Ia prihatin atas laporan mengenai dugaan penerimaan dana oleh Muhammad Abdimaludin yang disebut berasal dari anggota kepolisian melalui seorang alumni Fakultas Hukum UBK. Dana tersebut diduga diberikan untuk mengatur atau mengondisikan lokasi aksi demonstrasi yang berlangsung pada 15 Juni 2026.
“Kami prihatin dengan munculnya laporan media soal dugaan penerimaan dana oleh aktivis mahasiswa UBK usai berdemonstrasi dan bertemu Wakil Presiden Gibran Rakabuming Raka,” ujar Usman Hamid dikutip.
Menurut Usman, apabila dugaan tersebut terbukti benar, praktik tersebut merupakan ancaman serius terhadap independensi gerakan mahasiswa sekaligus upaya untuk melemahkan legitimasi suara kritis mahasiswa di ruang publik.

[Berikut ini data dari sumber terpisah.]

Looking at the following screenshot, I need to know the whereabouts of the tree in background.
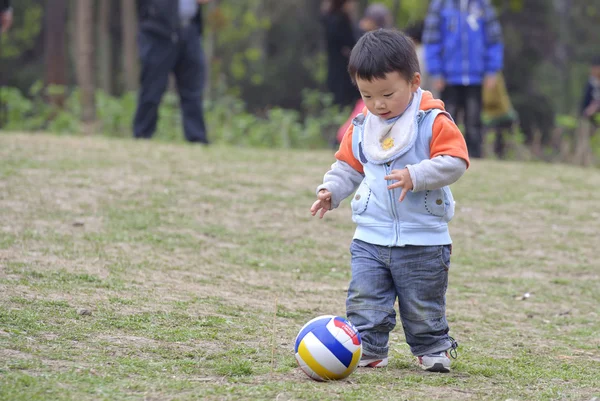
[75,0,96,124]
[121,0,139,91]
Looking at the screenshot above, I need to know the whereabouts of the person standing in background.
[581,57,600,127]
[133,0,211,144]
[423,0,504,158]
[322,0,360,107]
[0,0,12,33]
[404,20,432,98]
[335,3,394,144]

Gerakan mahasiswa selama ini lahir dari keresahan masyarakat terhadap berbagai bentuk ketidakadilan dan penyalahgunaan kekuasaan. Karena itu, dugaan praktik transaksional melalui pemberian uang berpotensi menciptakan stigma bahwa gerakan mahasiswa dapat dipengaruhi oleh kepentingan tertentu.
“Tapi saya harap kasus ini dapat menjadi peringatan keras dan otokritik bagi seluruh elemen gerakan mahasiswa di Indonesia agar lebih ketat menjaga integritas gerakan mereka,” tandasnya.